Il avait attaqué les gardes en premier, et par conséquent, les civils restants étaient devenus extrêmement désorganisés et chaotiques.
Utiliser l'énergie des Abysses tout en les traquant s'était avéré extrêmement efficace ; ils tombaient tous comme des carottes attendant d'être arrachées.
C'est probablement à ce moment-là qu'il tomba sur cette zone…
Drul… le démon inquisiteur.
Point de vue de Drul
« Qu'est-il arrivé à cet endroit ? »
Drul fixait avec incrédulité les rues jonchées de cadavres de démons, le sang peignant le sol et les murs, des os éparpillés partout. L'odeur métallique du sang et de la décomposition emplissait l'air, assez épaisse pour être goûtée. C'était une scène horriblement glaçante.

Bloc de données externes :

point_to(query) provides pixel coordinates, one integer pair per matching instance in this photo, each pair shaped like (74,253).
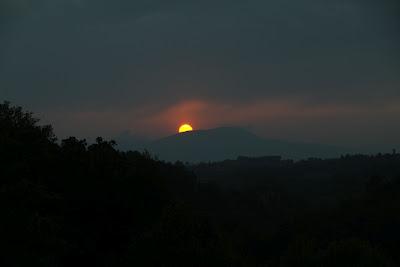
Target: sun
(185,128)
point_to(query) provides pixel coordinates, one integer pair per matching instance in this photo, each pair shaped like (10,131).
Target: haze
(320,71)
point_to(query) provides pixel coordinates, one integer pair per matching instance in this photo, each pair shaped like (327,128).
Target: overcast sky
(310,70)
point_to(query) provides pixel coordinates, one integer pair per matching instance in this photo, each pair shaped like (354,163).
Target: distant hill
(229,143)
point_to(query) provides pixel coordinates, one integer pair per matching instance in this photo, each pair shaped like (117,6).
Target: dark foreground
(72,204)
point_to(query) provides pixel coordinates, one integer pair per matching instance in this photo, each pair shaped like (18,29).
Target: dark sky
(311,70)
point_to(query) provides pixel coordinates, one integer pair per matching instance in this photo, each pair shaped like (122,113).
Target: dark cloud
(110,57)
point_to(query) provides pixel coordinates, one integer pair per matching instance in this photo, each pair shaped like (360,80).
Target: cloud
(125,64)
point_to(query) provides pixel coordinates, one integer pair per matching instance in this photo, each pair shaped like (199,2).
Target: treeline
(66,203)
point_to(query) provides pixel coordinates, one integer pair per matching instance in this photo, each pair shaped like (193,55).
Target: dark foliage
(69,203)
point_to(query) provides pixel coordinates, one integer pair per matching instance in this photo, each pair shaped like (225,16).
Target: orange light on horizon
(185,128)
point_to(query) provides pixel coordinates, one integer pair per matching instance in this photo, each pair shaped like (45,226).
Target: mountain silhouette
(231,142)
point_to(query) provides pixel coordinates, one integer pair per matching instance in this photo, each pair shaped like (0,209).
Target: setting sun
(185,128)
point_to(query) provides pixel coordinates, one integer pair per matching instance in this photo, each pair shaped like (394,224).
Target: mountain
(229,143)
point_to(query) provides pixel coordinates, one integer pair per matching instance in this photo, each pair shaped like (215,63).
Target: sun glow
(185,128)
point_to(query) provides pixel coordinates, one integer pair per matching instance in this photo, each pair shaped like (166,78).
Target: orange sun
(185,128)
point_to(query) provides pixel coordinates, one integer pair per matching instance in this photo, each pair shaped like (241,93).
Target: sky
(301,70)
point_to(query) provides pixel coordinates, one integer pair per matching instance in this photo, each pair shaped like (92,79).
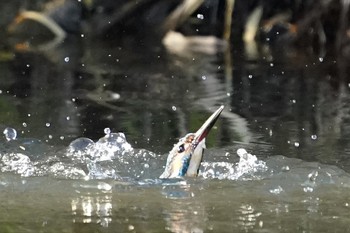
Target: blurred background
(156,70)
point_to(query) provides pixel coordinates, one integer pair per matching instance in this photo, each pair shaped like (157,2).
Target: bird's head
(186,156)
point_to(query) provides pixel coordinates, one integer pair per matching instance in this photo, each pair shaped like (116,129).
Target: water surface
(289,108)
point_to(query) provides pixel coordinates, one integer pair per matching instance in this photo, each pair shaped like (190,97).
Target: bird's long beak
(206,127)
(186,156)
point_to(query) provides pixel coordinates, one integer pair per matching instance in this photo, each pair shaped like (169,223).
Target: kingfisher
(186,156)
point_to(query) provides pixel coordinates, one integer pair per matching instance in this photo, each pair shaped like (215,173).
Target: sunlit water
(109,186)
(87,127)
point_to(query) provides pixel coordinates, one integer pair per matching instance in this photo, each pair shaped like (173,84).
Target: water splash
(10,134)
(247,168)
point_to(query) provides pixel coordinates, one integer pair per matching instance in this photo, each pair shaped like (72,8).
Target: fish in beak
(186,156)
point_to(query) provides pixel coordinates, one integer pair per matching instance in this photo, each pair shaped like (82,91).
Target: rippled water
(108,186)
(87,127)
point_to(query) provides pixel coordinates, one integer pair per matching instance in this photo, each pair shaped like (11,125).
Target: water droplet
(308,189)
(277,190)
(200,16)
(10,134)
(313,175)
(107,131)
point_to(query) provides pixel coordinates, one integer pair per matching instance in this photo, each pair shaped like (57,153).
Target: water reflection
(183,212)
(248,217)
(93,205)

« Quel genre de monstre a fait ça ? »
Drul ne put s'empêcher de ressentir un frisson dans son cœur en observant ce déchaînement insensé et ce massacre brutal. Ses lèvres se retroussèrent en un sourire tordu et, malgré lui, il sentit un frisson parcourir son échine.
Le sentiment de danger, le frisson d'être proche d'un prédateur — c'était enivrant pour lui.
Une décharge de plaisir parcourut son corps démoniaque, ses pieds se dirigeant d'eux-mêmes vers la zone malgré les signes évidents de danger.
Quel genre de monstre inhumain avait bien pu commettre un tel massacre ?
C'était absolument insensé.
« Il doit être au moins aussi maniaque que notre capitaine. »
Il savait qui était derrière ce carnage, cela ne pouvait être personne d'autre, son flair aiguisé le lui disait.